Equivariant diffusion models for SBDD
We leverage equivariant denoising diffusion probabilistic models (DDPMs)23,24 to generate molecules and binding conformations jointly for a given protein target. Figure 1a schematically depicts the 3D diffusion procedure. During training, varying amounts of random noise are applied to 3D structures of real ligands and a neural network learns to predict the noiseless features of the molecules. For sampling, these predictions are used to parameterize denoising transition probabilities, which allow us to gradually move a sample from a standard normal distribution onto the data manifold. Both the protein and the ligand are represented as 3D point clouds, where atom types are encoded as one-hot vectors and all objects are processed as graphs. For improved computational efficiency, we define independently tunable distance cut-offs for intermolecular edges between nodes of the ligand and pocket and intramolecular edges between two nodes from the same molecule (Fig. 1b). This means that information is propagated only between spatially proximal atoms. Our neural network is designed to respect natural symmetries of the molecular system, which include rotations and translations but exclude non-superposable transformations. That is, we process rigid transformations in an equivariant way but not reflections. This design choice is motivated by well-studied examples of drugs whose stereochemistry affects their activity and toxicity. For instance, the antidepressant citalopram (Fig. 1e) has two enantiomers but only the S enantiomer has the desired therapeutic effect. The difference between the S and R forms of the molecule, however, is only detectable by a reflection-sensitive GNN (Supplementary Section 4). Further technical details of the diffusion framework and equivariant neural network (Fig. 1f) are described in ‘Denoising diffusion probabilistic models’ and ‘SE(3)-equivariant GNNs’ in Methods.

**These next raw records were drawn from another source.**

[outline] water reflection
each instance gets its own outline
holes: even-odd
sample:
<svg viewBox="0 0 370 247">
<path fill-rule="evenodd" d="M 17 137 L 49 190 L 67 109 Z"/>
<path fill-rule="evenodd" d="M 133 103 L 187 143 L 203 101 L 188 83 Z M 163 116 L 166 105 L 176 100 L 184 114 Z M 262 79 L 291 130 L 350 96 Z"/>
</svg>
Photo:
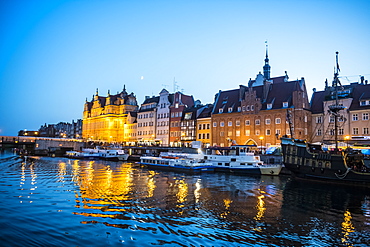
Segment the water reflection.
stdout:
<svg viewBox="0 0 370 247">
<path fill-rule="evenodd" d="M 37 232 L 55 225 L 66 232 L 75 221 L 75 233 L 91 232 L 76 238 L 91 241 L 109 232 L 132 246 L 366 246 L 370 240 L 370 192 L 359 188 L 288 177 L 158 172 L 121 162 L 43 158 L 5 164 L 0 189 L 11 196 L 0 209 L 13 207 L 12 200 L 27 204 L 27 222 L 38 224 Z M 42 205 L 52 217 L 33 220 Z M 5 216 L 13 222 L 18 214 Z"/>
</svg>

To condition the 3D generative model on the structure of the protein pocket, we consider two distinct approaches. In the first approach, DiffSBDD-cond, we provide fixed 3D context in each step of the denoising process. To this end, we supplement the ligand atomic point cloud , denoted by superscript L and diffusion time step t, with protein pocket nodes , denoted by superscript P, that remain unchanged throughout the reverse diffusion process (Fig. 1a). For the second method, DiffSBDD-joint, we initially train a diffusion model to approximate the joint distribution of ligand–pocket pairs, and inject information about target pockets only at inference time. The methodology is analogous to the substructure inpainting approach described below (‘Inpainting’ in Methods and Fig. 1c). Both approaches are equally applicable to the small-molecule design task and in practice differ in only whether the neural network expects the original pocket or a noisy version as input.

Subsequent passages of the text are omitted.